Friday, May 16, 2014

Quiltomology 001: Ugly Bug Collection

Some years back, I was part of an online group which held a yearly "ugly" fabric swap.  It was meant purely to be a fun event.  Rules were posted on April Fool's Day, and the fabrics needed to be mailed to participants on April 15, tax day.
Each participant sent two "fat 1/16th pieces of the ugliest quilting fabric they could find to all the other participants.  There were 54 who participated in this particular swap, so I ended up with 108 pieces of ugly fabric.  Of course, part of the challenge was that we had to make them into a quilt.
I pondered long and hard about what to make.  I like plays on words, and I kept thinking, "ugly rugs", "ugly mugs", "ugly bugs".  That's it.  UGLY BUGS won.
I got a book on insects from the library and created some oversized bugs, using a piecing method I'm very fond of, freezer paper piecing.  My goal was to use only the ugly fabric, and to use all of it.  I didn't want it breeding in my stash!
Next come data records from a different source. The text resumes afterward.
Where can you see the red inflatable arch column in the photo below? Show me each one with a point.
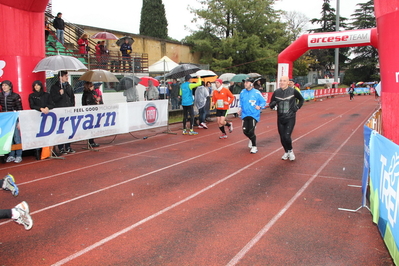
(21, 43)
(387, 14)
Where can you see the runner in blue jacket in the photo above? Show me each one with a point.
(186, 93)
(251, 102)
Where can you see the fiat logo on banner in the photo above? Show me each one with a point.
(150, 114)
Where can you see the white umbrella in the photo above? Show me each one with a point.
(227, 76)
(59, 62)
(182, 71)
(99, 75)
(203, 73)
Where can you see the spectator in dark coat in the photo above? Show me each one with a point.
(41, 101)
(62, 95)
(90, 97)
(11, 101)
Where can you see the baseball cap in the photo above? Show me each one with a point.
(249, 79)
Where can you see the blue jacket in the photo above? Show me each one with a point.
(248, 100)
(186, 92)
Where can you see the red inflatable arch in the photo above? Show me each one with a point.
(323, 41)
(21, 43)
(384, 38)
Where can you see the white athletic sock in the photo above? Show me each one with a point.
(15, 214)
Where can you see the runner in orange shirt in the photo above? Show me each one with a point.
(221, 99)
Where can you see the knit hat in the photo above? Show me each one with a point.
(249, 79)
(9, 83)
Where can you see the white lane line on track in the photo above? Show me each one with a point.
(274, 220)
(127, 229)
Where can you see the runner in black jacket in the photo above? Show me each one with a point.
(284, 99)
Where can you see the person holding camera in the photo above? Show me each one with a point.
(126, 50)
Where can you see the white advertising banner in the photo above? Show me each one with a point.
(339, 38)
(64, 125)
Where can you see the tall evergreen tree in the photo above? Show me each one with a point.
(239, 36)
(153, 21)
(364, 65)
(326, 57)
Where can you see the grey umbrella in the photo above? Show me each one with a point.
(182, 71)
(227, 76)
(127, 82)
(59, 62)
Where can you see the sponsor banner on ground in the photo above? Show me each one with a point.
(7, 127)
(64, 125)
(384, 190)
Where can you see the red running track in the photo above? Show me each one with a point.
(198, 200)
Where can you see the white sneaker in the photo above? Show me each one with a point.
(24, 217)
(9, 184)
(231, 127)
(250, 144)
(10, 159)
(291, 155)
(254, 149)
(285, 156)
(204, 125)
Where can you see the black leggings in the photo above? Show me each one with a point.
(188, 111)
(248, 127)
(285, 128)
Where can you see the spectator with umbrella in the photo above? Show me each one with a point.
(10, 101)
(128, 85)
(151, 92)
(90, 97)
(59, 26)
(174, 89)
(40, 101)
(62, 95)
(83, 43)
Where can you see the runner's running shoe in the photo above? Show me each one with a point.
(291, 155)
(231, 127)
(285, 156)
(254, 149)
(223, 136)
(9, 184)
(192, 132)
(24, 217)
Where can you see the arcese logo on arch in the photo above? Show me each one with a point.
(339, 38)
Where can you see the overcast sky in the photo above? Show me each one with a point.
(124, 15)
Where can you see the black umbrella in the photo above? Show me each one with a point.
(182, 71)
(120, 41)
(127, 82)
(80, 86)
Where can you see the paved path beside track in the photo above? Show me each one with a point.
(198, 200)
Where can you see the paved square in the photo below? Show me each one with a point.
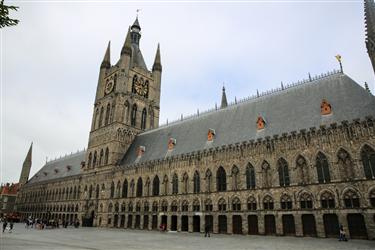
(108, 239)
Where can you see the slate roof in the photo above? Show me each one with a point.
(288, 110)
(47, 172)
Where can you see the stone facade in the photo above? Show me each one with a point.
(295, 183)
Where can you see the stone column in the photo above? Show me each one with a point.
(279, 224)
(245, 226)
(298, 224)
(319, 225)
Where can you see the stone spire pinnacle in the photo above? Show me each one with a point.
(127, 48)
(107, 57)
(157, 62)
(26, 166)
(224, 102)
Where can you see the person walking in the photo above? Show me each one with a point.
(207, 230)
(4, 225)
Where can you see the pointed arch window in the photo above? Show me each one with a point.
(112, 190)
(134, 115)
(155, 186)
(94, 160)
(322, 168)
(175, 184)
(106, 156)
(139, 187)
(250, 177)
(327, 200)
(221, 180)
(235, 179)
(125, 189)
(305, 201)
(236, 204)
(368, 161)
(197, 183)
(107, 113)
(185, 181)
(208, 180)
(101, 117)
(144, 119)
(283, 172)
(351, 199)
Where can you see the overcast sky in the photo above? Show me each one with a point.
(51, 60)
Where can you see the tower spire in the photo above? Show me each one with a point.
(26, 166)
(107, 57)
(157, 61)
(224, 102)
(370, 29)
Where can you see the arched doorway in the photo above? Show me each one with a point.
(237, 224)
(184, 223)
(269, 224)
(223, 224)
(357, 227)
(252, 221)
(288, 224)
(308, 225)
(174, 223)
(331, 225)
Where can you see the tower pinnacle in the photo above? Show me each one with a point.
(26, 166)
(107, 57)
(224, 102)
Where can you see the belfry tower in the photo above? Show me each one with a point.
(370, 30)
(127, 102)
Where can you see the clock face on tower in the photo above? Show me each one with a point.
(141, 87)
(109, 86)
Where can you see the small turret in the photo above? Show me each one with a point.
(224, 102)
(157, 63)
(106, 64)
(26, 166)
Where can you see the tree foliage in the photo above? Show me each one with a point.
(5, 20)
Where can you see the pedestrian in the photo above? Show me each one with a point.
(4, 225)
(207, 230)
(342, 234)
(11, 226)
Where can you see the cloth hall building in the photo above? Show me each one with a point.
(299, 160)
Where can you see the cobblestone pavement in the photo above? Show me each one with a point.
(108, 239)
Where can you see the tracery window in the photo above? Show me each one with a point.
(236, 204)
(322, 168)
(268, 203)
(221, 180)
(251, 204)
(368, 161)
(222, 205)
(197, 183)
(327, 200)
(305, 201)
(283, 172)
(286, 202)
(155, 186)
(250, 177)
(175, 184)
(351, 199)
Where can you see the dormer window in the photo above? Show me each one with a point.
(171, 143)
(211, 134)
(141, 150)
(260, 123)
(325, 107)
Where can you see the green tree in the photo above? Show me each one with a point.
(5, 20)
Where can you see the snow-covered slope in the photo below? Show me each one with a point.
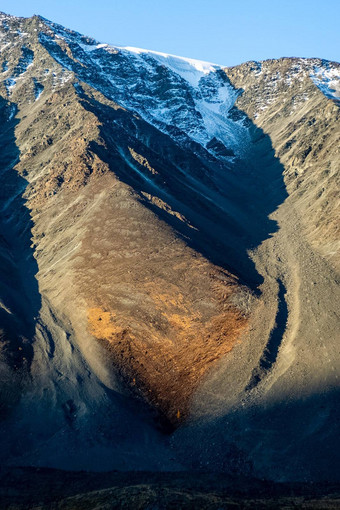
(186, 98)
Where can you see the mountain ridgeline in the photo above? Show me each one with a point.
(169, 238)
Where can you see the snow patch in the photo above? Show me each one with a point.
(327, 79)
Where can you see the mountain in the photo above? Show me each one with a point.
(170, 264)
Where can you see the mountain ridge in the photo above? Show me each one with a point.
(177, 244)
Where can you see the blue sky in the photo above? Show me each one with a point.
(220, 31)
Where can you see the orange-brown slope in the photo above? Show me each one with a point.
(113, 267)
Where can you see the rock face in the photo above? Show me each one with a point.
(169, 255)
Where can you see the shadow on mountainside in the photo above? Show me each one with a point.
(19, 294)
(228, 205)
(288, 440)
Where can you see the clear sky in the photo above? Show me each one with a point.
(225, 32)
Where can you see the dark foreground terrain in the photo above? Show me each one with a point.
(34, 488)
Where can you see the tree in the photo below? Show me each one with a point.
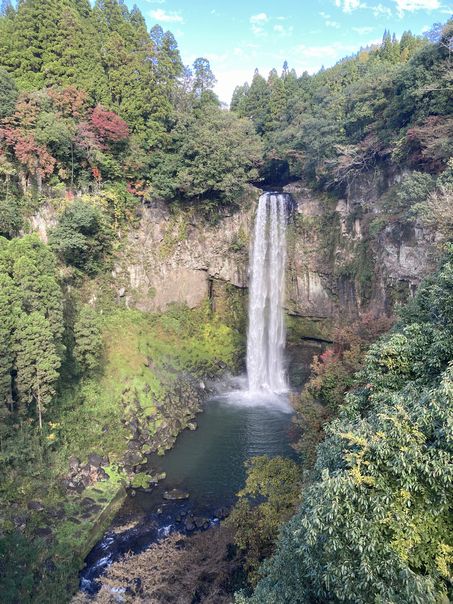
(36, 363)
(8, 94)
(81, 237)
(7, 326)
(375, 521)
(215, 155)
(203, 78)
(88, 340)
(268, 499)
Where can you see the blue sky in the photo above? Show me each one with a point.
(239, 35)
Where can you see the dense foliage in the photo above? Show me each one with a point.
(390, 103)
(268, 499)
(90, 98)
(375, 524)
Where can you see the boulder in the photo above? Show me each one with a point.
(74, 463)
(175, 495)
(35, 505)
(96, 460)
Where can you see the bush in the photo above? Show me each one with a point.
(82, 236)
(375, 525)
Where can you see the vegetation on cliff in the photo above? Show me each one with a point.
(99, 116)
(375, 520)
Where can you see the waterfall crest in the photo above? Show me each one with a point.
(266, 333)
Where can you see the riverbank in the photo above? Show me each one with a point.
(96, 443)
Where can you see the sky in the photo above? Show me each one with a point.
(238, 36)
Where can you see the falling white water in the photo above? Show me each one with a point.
(266, 334)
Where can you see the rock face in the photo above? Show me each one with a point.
(335, 266)
(178, 259)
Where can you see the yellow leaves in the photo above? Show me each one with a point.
(354, 439)
(444, 560)
(360, 478)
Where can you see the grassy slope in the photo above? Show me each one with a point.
(144, 354)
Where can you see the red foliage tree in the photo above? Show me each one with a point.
(109, 127)
(69, 101)
(34, 157)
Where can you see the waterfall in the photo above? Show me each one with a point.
(266, 333)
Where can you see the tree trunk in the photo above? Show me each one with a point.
(39, 404)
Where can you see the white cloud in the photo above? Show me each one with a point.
(363, 30)
(328, 21)
(228, 79)
(413, 5)
(282, 30)
(348, 6)
(257, 22)
(381, 11)
(259, 18)
(170, 17)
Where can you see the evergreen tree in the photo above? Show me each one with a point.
(256, 106)
(88, 340)
(37, 362)
(8, 94)
(203, 78)
(7, 325)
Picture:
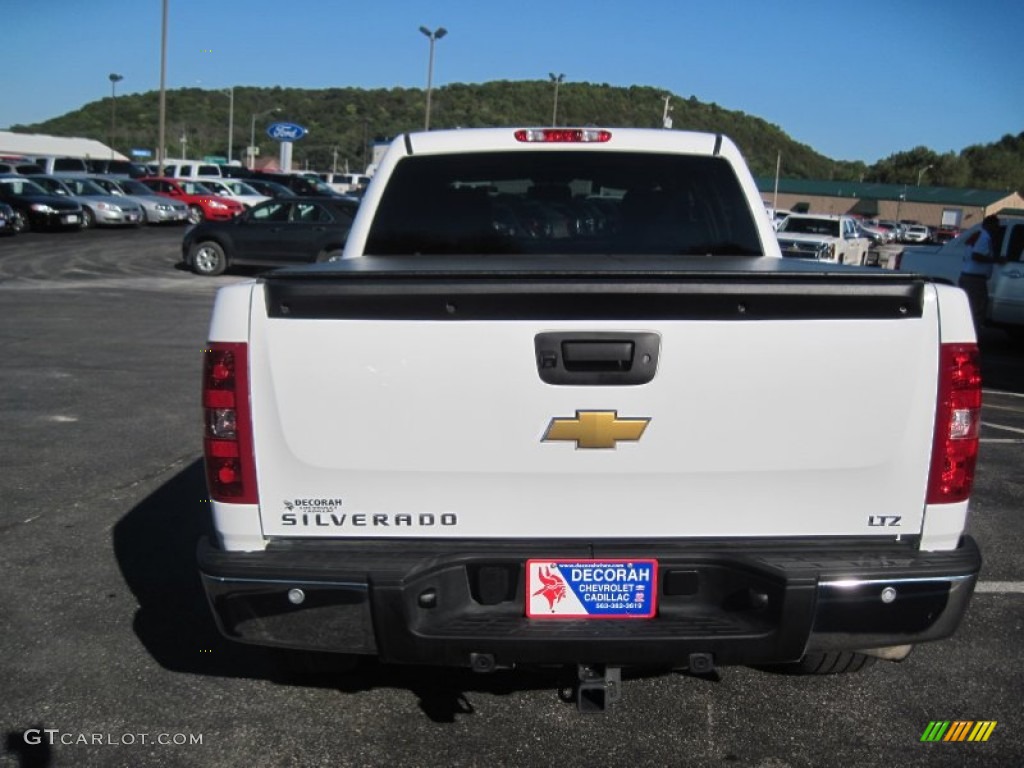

I even found some plastic flies to scatter around the quilt top.  I drew the line at the plastic spiders I found, though.  I hate spiders.  Anyway, they are not insects.

 I had a few fabric scraps left, and I wanted to use them all.  At that time, I was doing a lot of back art on my quilts, so the back became another place to get rid of that ugly fabric.
The bug spray effectively made use of the rest of the "uglies".
Too much fun?

Friday, May 2, 2014

Quilt Trails Galore

Quilt Barn Trails have been blanketing the countryside in the past few years.  To date, I believe 45 states and 3 Canadian provinces have quilt trails.  The movement began in southern Ohio in 2001 with Donna Sue Groves' idea to create an imaginary "clothesline" of quilts across Appalachia.  You can learn more about that here: Donna Sue's story.  Author Suzi Parron has collaborated with Donna Sue to document the movement in a book, Barn Quilts and the American Quilt Trail.  Clicking the link will take you to Suzi's blog, where you will find a link to purchase the book.  She is at the present time touring the United States, giving programs and doing research for a second book on the subject.
I joined the quilt trail movement in 2009 when a friend, Cindy Cambier and I started a trail in our home county of Osceola County, Michigan.  Osceola County has 92 quilt blocks on barns, garages, houses, businesses and public buildings. 
Now we have moved on to the two counties immediately to the north of Osceola, Wexford and Missaukee Counties, having started in 2014, the Quilt Trails of Wexford-Missaukee.  Our first block went up this week, a Snail Trail block went up on the historical octagonal building at the Wexford County Fairgrounds.

The grounds crew at the fairgrounds rounded up a few ladders, and with a lot of coaching from the bystanders, the deed was done.

 To quote Cindy's facebook post about this:  "A few years ago, when we were in Ohio for the national gathering of Quilt Trails, we proposed that every trail, in every state, replicate the Snail Trail quilt block in purple and lime in honor of Donna Sue Groves; many have done just that. Generally, we agree that we should not duplicate blocks on from other trails, but we love that this connects us all and honors DSG!"
Snail Trail was donated by our team to the fairgrounds, and we also donated one to the Missaukee Falmouth Youth Show, but they don't have it up yet.

It's been a busy week.  The next day we put up another block, this time on a barn.  The barn is located in a place where there used to be a village called Star City.  All that remains of it is the name of the road, and an old building which once was the Methodist Church.  Shelby Norman, owner of the block, is somewhat of a local historian, and she has named this block "Star City".
 Sometimes the biggest challenge is getting the block installed.  A local contractor loaned his equipment and aid in getting this 8' square beauty 20' up in the air.
The quilt trail is a volunteer movement.  None of us make any money doing this, but we get a lot of satisfaction out of seeing our artwork so prominently displayed, the wonderful people we get to work with, sharing the heritage of the families in our area, and bringing a small boost to the economy of the area through what is commonly referred to as "agri-tourism".  \
We don't have a website or dedicated blog yet, nor a trail guide/map, but those will be forthcoming as the trail grows.